I'm hoping that things such as the enormous tidal wave of negative Amazon ratings on Spore will dissuade them from this path. But who knows.
Given the ratings of Spore, above and beyond the furore about DRM, I shan't be buying. I might have, just to have something to play with my 4-year old daughter, but if I can't guarantee that it will survive a GPU upgrade and a disk crash after it's initial install, I'm not buying.
Maximum props to Chris Taylor for taking his game to Stardock to publish. As an aside, reading the fuss about DRM is what made me aware of Demigod - someone mentioned it in a Slashdot thread about Spore.
GAME in the UK have knocked Mass Effect down to a mere £19.99 ; cheaper than even the Jersey-hosted mail retailers (who avoid UK VAT and can thus provide a very cheap product). This was cheap enough to qualify as an impulse buy (pun intended), but I still feel uneasy about the online activation. You only have to go over to BioWare's forums to see how negatively their customers feel about it ; BioWare games usually have immense longevity and replayability, but I tend to revisit them again after long breaks in play - as story-based media, you want to allow the story to fade a little so it remains fresh. Mass Effect has a 15GB install footprint ; that's bigger than my entire Steam folder! I want to be able to uninstall it, but I can't be sure that won't burn an activation.
You could argue that limited activations tied to hardware hashes supress the entire PC gaming industry ; games traditionally make you want shiny new hardware, shiny new hardware allows developers new opportunities. This DRM dissuades you from upgrading your hardware because it might just be enough to lock out the games you upgraded to play smoother/shinier.
I can see some of EA's dilemma ; a modern gaming rig has a vast supply of content to choose from - all the way back to the 80s. Once in a while I'll wheel out an emulator and play something classic like Deuteros or Wicked. One problem for all modern PC game publishers is that it's entirely possible to feed all your gaming urges on old content, if you are prepared to compromise, shop around, take hand-me-downs from your gaming dad, download "abandonware", etc. Are EA attempting to forestall this effect on the next generation by making sure that the games of today, are not available for the generation of tomorrow? They can't hope to succeed, as any pirate will tell you, but I imagine that if you pointed it out to them that their titles now have a "shelf life" only as long as their activation server support, they wouldn't be in the least bit distressed.
The only way forward for the PC gaming industry is forward - better content (not just shinier, but more fun!), better deliver, better market penetration. Games that you can't return, exchange, sell on or keep for posterity are not the way forward.

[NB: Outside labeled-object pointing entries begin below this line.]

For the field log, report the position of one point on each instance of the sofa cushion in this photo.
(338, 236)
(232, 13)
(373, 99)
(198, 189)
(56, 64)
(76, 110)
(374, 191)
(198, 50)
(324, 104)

Here's a compromise I'd be willing to make on the matter ;
Publish games with DRM. Do not require it for install, just play. Include a DRM removal tool with the game ; but encrypt it. Lodge the decryption key in escrow with a lawyer that will release your decryption key on your corporate demise or if the server goes offline.
Otherwise, the Gamers Bill of Rights seems to be an excellent idea. I have one revision I'd like to see ; point 6 says
"Gamers shall have the right to expect that games won't install hidden drivers or other potentially harmful software without their express consent."
"without their express consent" - This is just an invitation to cram an obscured clause right into the middle of the EULA and call it "express consent".
"hidden" - If you're installing something "hidden", that is by definition, without consent - if you asked me nicely, there's no need to hide it.
"drivers" - Using drivers in protection is somewhat dubious anyway - it's done to run things in kernel space. Well, anyone with enough knowledge to be using a debugger isn't going to be dissuaded by that. And installing drivers can lead to operating system instability, security vulnerabilities, the whole nine yards. And of course, they stick around when you remove the game.
"other potentially harmful software" - You should never install potentially harmful software ever, even if you somehow managed to sneak my permission. If you admit to it, you are probably guilty of a criminal offense in many places. Now, all software run outside of a sandbox, even running with limited user rights, is potentially harmful because it's imperfect and MAY rampage across your hard drive replacing your work with the secret naked texture set from the game... but it's unlikely to be deliberate, and you cover your ass on that pont in the warranty. Giving people a get-out for installing "harmful" stuff "with permission" is not just redundant (because you agree to it elsewhere in the EULA), but also sounds like someone who want's to install something that's not just potentially harmful, but selectively and deliberately harmful.
So in short, I'd replace point 6 with
"Gamers have the right to expect that games won't install drivers (except for hardware supplied with the game), and won't contain software designed to limit or damage the normal functions of the operating system or other installed programs when the game is not running."
That seems to allow enough wiggle room to disable the operation of debuggers and the like during game operation without carte blanche to mess with the rest of the OS. I would be prepared to conceded the drivers issue as long as they only function during game operation.